Sans parler des nombreux équipements vidéo, puisque les images des films doivent défiler pour le chef d’orchestre et les musiciens pendant l’enregistrement, pour que l'interprétation soit synchrone avec tous les time-codes et signalétiques que cela implique. Du matériel que l’on n’a pas forcément dans d’autres sortes de studio.

C : Le son perçu dans la cabine d’enregistrement est remarquable…

M. L. : C’est vrai, la salle d’orchestre se prête très bien à l’exercice. Elle est très saine, tous les équilibres instrumentaux sont là. La profondeur, même si elle manque un peu de réverbération - le son est un peu mat - on n’est pas dans des pièces comme à Abbey Road ou Air Studio où il y a peut-être plus d’enveloppement. Mais en revanche, en cabine, du fait ce cet équilibrage à la source, cela permet un traitement propre qui s’adapte très bien, avec des réverbérations accordées à la salle de musique.

C. : La musique de films est-elle une vocation ?

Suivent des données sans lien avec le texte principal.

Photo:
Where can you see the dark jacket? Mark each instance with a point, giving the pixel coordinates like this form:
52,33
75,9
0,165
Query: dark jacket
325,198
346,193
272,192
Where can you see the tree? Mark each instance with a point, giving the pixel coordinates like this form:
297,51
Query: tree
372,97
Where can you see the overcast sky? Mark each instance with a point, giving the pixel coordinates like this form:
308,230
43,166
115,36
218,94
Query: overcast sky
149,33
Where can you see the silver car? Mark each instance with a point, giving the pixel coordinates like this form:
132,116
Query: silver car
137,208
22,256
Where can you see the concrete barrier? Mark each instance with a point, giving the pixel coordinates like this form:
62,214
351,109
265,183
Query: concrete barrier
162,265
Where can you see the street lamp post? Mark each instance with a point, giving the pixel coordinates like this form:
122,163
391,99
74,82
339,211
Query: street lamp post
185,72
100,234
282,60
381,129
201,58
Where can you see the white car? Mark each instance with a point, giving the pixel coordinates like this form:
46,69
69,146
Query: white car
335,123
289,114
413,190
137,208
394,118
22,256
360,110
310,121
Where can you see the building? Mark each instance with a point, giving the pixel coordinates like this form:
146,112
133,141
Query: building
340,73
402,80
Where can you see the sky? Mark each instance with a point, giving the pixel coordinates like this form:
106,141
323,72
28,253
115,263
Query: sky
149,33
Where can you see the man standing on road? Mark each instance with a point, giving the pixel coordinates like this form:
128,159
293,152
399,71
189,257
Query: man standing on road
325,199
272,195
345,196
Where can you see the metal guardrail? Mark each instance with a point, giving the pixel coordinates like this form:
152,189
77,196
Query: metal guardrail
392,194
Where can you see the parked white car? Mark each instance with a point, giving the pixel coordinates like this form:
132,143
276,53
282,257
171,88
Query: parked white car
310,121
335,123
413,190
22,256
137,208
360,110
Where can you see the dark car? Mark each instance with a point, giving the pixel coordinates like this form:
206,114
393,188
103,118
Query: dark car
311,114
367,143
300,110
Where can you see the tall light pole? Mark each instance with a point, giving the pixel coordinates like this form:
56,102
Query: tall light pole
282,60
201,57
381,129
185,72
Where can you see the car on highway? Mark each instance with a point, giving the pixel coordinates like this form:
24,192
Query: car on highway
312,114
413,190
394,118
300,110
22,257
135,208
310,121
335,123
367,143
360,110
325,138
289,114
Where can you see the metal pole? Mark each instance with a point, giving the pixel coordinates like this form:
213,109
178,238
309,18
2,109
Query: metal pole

M. L. : Je ne me suis jamais dit que j’allais composer pour le cinéma. J’ai toujours voulu composer, et pas forcément spécifiquement pour l’image. Mais ce que j’aime, c’est avoir une inspiration, un élan extérieur qui donne des idées. Cela peut être un texte, une pièce de théâtre, un scénario… donc, un film peut provoquer cette inspiration. Ecrivant maintenant depuis quelques années pour le cinéma, j’adore cela, car on découvre une histoire, des images, et on part dans des univers totalement différents en fonction des films, tout en essayant d’y apporter sa touche personnelle.
Les contrebasses de l'Orchesttre national d'Ile-de-France
 (Jacky Bornet / Culturebox)
Ce que j’aime, c’est raconter une histoire avec la musique. Et c’est particulièrement le cas dans "Minuscule", puisqu’il n’y a pas de dialogues, la narration passe pour beaucoup par la musique. Elle est omniprésente, on doit raconter quelque chose. Plus que dans certains films, où on ponctue, où on appuie un peu l’émotion. Dans "Minuscule", j’ai des plages musicales très longues, ce qui me permet de développer des compositions complexes, plus qu’ailleurs, notamment dans les comédies que j’ai pu faire, où on nous demande de faire des virgules de quelques secondes, ou des choses plus resserrées. C’est un autre exercice, intéressant aussi, mais c’est autre chose.